Configuration Reference
DarkAuth uses config.yaml for instance-specific startup settings and the database settings table for shared runtime behavior.
config.yaml
Section titled “config.yaml”| Field | Purpose |
|---|---|
dbMode | Selects remote PostgreSQL or pglite. |
postgresUri | Remote PostgreSQL connection string. Required when dbMode is remote. |
pgliteDir | Embedded PGLite data directory. Used when dbMode is pglite. |
userPort | Port for user portal, OIDC endpoints, and user APIs. Default is 9080. |
adminPort | Port for install UI, admin portal, and admin APIs. Default is 9081. |
proxyUi | Development flag for proxying Vite user and admin UIs. |
kekPassphrase | Passphrase used to derive the key-encryption key at boot. |
Runtime settings
Section titled “Runtime settings”Runtime settings include issuer, public origin, token lifetimes, registration behavior, SMTP, password reset, email verification, OTP policy, rate limits, security headers, branding, and client dashboard behavior.

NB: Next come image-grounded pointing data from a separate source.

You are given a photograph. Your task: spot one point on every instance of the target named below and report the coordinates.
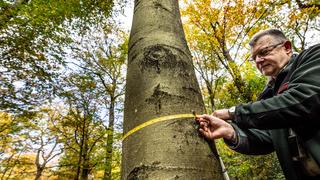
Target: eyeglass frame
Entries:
(267, 50)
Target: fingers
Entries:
(213, 128)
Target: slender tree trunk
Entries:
(38, 165)
(109, 147)
(85, 156)
(161, 81)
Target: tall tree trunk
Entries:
(109, 147)
(161, 81)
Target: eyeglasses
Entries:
(264, 51)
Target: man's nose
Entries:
(259, 58)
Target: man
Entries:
(286, 117)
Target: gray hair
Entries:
(277, 34)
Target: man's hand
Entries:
(222, 114)
(214, 128)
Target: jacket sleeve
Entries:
(298, 105)
(251, 141)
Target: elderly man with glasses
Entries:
(286, 116)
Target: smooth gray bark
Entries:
(161, 81)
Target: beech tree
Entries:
(161, 81)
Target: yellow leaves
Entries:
(5, 121)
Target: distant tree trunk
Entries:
(109, 147)
(38, 165)
(85, 169)
(161, 81)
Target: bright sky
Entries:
(126, 17)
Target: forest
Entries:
(64, 78)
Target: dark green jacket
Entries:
(292, 101)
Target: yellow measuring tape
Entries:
(156, 120)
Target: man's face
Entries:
(271, 55)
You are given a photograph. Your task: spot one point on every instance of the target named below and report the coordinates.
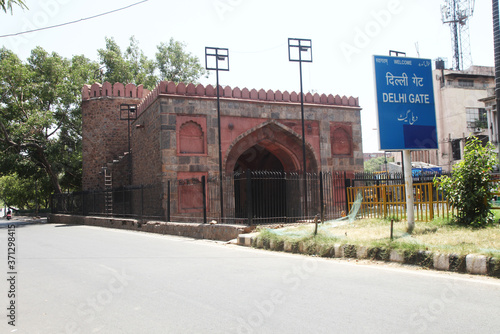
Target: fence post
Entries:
(321, 197)
(168, 201)
(347, 184)
(249, 198)
(142, 201)
(83, 203)
(204, 191)
(384, 194)
(124, 202)
(430, 193)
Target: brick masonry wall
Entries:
(104, 137)
(155, 133)
(146, 141)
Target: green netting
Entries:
(300, 231)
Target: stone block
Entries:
(442, 261)
(395, 256)
(362, 252)
(339, 250)
(476, 264)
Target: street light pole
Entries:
(222, 55)
(302, 46)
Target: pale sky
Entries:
(345, 35)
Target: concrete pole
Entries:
(410, 214)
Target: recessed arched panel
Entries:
(341, 140)
(191, 138)
(278, 140)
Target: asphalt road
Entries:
(80, 279)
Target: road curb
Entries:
(471, 264)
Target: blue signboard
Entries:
(405, 102)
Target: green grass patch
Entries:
(436, 236)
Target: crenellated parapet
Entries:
(117, 90)
(181, 89)
(209, 91)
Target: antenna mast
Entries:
(457, 13)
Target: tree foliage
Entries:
(6, 5)
(469, 187)
(40, 116)
(24, 192)
(132, 66)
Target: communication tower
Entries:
(457, 13)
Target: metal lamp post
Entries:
(218, 59)
(300, 50)
(128, 112)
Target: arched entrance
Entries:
(262, 161)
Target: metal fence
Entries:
(385, 178)
(257, 197)
(389, 201)
(131, 201)
(250, 198)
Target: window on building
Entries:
(465, 83)
(455, 149)
(477, 118)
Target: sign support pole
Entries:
(410, 212)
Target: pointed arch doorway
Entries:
(266, 163)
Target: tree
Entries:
(469, 187)
(132, 66)
(24, 192)
(40, 116)
(177, 65)
(7, 4)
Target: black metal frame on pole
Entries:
(218, 54)
(128, 112)
(302, 46)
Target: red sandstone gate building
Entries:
(174, 136)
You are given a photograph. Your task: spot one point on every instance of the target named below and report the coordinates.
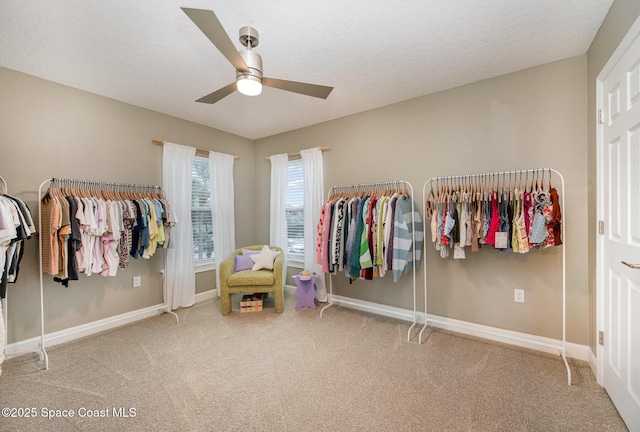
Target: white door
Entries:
(619, 254)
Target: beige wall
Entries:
(529, 119)
(622, 15)
(49, 130)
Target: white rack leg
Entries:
(330, 296)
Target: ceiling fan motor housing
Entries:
(253, 62)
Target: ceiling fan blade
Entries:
(298, 87)
(218, 94)
(208, 23)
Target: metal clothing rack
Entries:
(42, 353)
(91, 187)
(494, 177)
(372, 188)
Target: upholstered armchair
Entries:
(251, 281)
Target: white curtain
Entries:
(312, 173)
(180, 283)
(277, 214)
(222, 208)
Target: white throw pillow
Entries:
(264, 259)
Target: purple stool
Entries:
(306, 292)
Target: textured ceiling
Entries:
(150, 54)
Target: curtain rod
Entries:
(159, 142)
(294, 154)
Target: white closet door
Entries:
(621, 244)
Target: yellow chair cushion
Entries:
(251, 278)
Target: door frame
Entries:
(625, 44)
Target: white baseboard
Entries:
(593, 363)
(572, 350)
(83, 330)
(207, 295)
(524, 340)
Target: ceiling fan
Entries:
(248, 63)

These values belong in the database because they are part of the identity system’s state. They should move with backups and should be visible to admins.
Secret handling
Section titled “Secret handling”The KEK passphrase is the most important file-backed secret. It is not stored in the database. Store it in a secret manager and inject it into config.yaml or the runtime environment using your deployment tooling.
Changing the KEK passphrase without rotating or re-encrypting protected values can make encrypted material unavailable.